Several studies have demonstrated the biomechanical strength advantage and potential enhancement of bone-tendon footprint healing with double-row AS repair compared with single-row AK repair for rotator cuff repair.2,14 Clinically, studies have had differing results on whether a lower rerupture rate is seen with double-row repair.13 Concordantly, our analysis demonstrated that the AS repair construct strength is statistically equivalent to the intact tendon controls in this cadaveric setting. The biomechanical data from this study demonstrated a reproducible construct that was equivalent to the intact tendon state.
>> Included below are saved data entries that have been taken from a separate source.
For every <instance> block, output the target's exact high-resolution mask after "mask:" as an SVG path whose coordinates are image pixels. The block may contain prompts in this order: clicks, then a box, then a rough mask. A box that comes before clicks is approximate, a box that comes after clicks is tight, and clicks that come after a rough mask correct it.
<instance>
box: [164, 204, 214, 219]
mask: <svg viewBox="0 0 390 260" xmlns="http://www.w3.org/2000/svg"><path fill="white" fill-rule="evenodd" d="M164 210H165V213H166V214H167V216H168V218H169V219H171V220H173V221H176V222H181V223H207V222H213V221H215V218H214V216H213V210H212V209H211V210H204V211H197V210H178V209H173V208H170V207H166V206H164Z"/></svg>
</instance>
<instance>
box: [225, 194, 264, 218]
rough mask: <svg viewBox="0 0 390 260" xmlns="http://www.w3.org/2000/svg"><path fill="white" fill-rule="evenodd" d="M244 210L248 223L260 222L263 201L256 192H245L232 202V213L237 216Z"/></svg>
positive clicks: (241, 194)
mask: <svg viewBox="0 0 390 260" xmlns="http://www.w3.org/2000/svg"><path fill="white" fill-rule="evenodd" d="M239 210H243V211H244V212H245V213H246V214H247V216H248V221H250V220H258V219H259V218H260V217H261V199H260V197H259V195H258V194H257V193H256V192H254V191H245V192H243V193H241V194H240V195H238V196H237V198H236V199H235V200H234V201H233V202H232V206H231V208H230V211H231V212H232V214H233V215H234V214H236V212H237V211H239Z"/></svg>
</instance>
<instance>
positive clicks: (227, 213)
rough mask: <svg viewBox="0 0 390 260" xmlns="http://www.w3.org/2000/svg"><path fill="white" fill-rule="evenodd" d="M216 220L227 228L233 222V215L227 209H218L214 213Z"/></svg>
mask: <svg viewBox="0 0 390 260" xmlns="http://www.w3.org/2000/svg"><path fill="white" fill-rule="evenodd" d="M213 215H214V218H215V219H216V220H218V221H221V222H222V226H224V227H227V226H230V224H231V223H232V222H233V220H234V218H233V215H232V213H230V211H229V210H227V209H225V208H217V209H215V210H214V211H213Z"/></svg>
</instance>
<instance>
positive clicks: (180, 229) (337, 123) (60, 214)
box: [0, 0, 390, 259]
This study is not without limitations that could have potentially affected the findings of this investigation. As with any cadaveric study, the inherent limitations of biologically inert bone and its diminished quality as well as the tendinous tissue quality are inferior to in vivo conditions. Procuring a large number of specimens to increase the sample size and strengthen the results reported also is challenging. Although the double-row construct was biomechanically superior in our evaluation, the necessary surgical exposure of the ischial tuberosity to complete this repair could potentially be more demanding than a standard AK repair, and this was unable to be controlled for in the laboratory setting as well. Additionally, the number of anchors was different (3 AK and 4 AS), and the sutures in both groups were not equal; the AK group used 1.3-mm suture tape, and the AS group used 2.0-mm suture tape, which could have had an impact on our final outcomes.

Conclusion

Proximal hamstring repair using AS suture anchors outperformed the AK suture anchor configuration with regard to elongation during cyclic loading and maximal load to failure under biomechanical laboratory testing conditions. Failure in the AK repair group was at the suture-tendon interface in most cases, whereas the AS construct failed most frequently at the musculotendinous junction.

Footnotes

One or more of the authors has declared the following potential conflict of interest or source of funding: M.B.G. is a paid consultant for Arthrex, Medacta, and Ferring Pharmaceuticals; receives royalties from Arthrex; has received research grants from Arthrex; has received hospitality payments from Arthrex and Stryker; and is a shareholder in the Cedars-Sinai Kerlan-Jobe institute. B.S.A. has received research support from Smith & Nephew, Arthrex, DJO, Stryker, CDC Medical, and Zimmer Biomet. AOSSM checks author disclosures against the Open Payments Database (OPD). AOSSM has not conducted an independent investigation on the OPD and disclaims any liability or responsibility relating thereto.

Ethical approval was not sought for the present study.